In lieu of Tiger Woods’ recent apology, the question of his forgiveness arises. Should he apologize to fans? Should it be public? And, is it sincere even if he does it? Tiger has long been one of the most guarded, private sports figures of his time, despite being the most recognizable sports celebrity of our generation, and possibly the most recognizable ever.
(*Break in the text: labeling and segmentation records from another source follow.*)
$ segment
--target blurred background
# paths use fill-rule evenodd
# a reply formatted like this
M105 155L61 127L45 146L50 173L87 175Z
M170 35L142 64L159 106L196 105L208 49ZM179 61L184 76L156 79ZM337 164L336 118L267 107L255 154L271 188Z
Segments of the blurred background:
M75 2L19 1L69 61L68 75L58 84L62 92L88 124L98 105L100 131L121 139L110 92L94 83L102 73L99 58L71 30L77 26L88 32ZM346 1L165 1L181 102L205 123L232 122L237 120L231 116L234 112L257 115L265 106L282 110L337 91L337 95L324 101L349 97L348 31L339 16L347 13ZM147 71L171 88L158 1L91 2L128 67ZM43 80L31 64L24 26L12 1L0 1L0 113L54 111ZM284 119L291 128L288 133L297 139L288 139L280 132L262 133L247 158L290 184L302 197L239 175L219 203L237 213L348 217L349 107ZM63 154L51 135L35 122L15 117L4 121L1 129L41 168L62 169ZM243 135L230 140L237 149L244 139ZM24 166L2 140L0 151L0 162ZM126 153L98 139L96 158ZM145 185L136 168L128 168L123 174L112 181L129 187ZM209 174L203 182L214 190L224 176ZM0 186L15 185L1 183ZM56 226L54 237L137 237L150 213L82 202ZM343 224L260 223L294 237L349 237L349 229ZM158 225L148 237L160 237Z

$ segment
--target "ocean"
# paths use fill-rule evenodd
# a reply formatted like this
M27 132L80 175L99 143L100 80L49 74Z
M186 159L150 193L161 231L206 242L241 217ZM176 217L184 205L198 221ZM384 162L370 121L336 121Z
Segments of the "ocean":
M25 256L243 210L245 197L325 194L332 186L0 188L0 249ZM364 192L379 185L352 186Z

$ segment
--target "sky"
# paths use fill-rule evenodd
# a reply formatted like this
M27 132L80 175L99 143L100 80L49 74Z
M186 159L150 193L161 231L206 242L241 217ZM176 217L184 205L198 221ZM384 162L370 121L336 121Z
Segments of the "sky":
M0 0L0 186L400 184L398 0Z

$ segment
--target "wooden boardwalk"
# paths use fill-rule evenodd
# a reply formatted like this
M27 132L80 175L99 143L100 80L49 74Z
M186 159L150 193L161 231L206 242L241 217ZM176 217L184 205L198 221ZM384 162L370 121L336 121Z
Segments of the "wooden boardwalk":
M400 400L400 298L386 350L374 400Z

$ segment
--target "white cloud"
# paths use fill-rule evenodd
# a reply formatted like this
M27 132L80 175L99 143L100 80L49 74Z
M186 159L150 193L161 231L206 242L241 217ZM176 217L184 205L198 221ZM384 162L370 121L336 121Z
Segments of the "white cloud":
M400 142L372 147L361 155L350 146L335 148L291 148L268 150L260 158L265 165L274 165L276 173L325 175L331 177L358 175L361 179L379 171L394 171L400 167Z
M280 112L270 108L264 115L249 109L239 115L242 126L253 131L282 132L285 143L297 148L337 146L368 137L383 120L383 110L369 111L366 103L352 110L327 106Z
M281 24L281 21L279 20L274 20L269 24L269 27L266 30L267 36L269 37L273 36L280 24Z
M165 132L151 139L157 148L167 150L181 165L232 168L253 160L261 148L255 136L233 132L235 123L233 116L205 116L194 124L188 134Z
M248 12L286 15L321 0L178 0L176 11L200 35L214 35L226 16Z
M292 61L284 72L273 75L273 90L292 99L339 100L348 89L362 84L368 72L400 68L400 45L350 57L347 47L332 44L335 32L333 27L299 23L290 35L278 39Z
Tiger did apologize. He did it publicly. He did it sincerely. He apologized to his fans, to his supporters, and to his business partners. He thanked his wife for her support, understanding and disposed of rumors of domestic violence between them, specifically that she had been violent with him. Woods said publicly, “I cheated,” “had affairs,” and “transgressions.” He admitted to being immature, selfish and foolish. People seem to think that his apology was robotic, rehearsed and contrived. I’m not sure that it matters. He stood in front of the world and admitted his faults. Am I praising him for something that a 3 year old can do of his/her own volition? No, but I am saying that he did what you ask of someone that has screwed up royally. He apologized.
Should the public forgive him though? As a consumer of his products, should you need his apology? Does Tiger’s infidelity make his golf clubs or golf balls perform any less on a golf course? Do they stop doing their job because he was unfaithful? If you use his shaving products or drive a Cadillac, did you buy those things because Tiger Woods, the family man, pushed it on television? That’s not good consumerism. To quote a sports radio host with whom I rarely agree, Collin Heard, “…stop looking for heroes and look for the truth, you’ll be a lot happier.” Let me give you some truth, Tiger Woods is probably not a sex addict. He is, however, the most celebrated sports figure in the world. He’s young, immature and has more money than most normal people could imagine. He is a good-looking athlete, is in great shape, and dominates his sport. He belongs to a select group of young men that have never had any real responsibility before they’ve been given unreal amounts wealth. At 21, he had fame and fortune, so he really thought that the rules didn’t apply to him. Is it right? Nope, but it is the truth. Women chase a guy with those characteristics. They show up in pro athletes’ hotel rooms. And, it’s probably too much temptation for a guy that hasn’t matured past 21. He’s gotten everything that he’s wanted for the last ten years. Tiger was immature, not necessarily an addict. And truthfully, there are very few heroes out there and a lot more human beings who make mistakes and then apologize.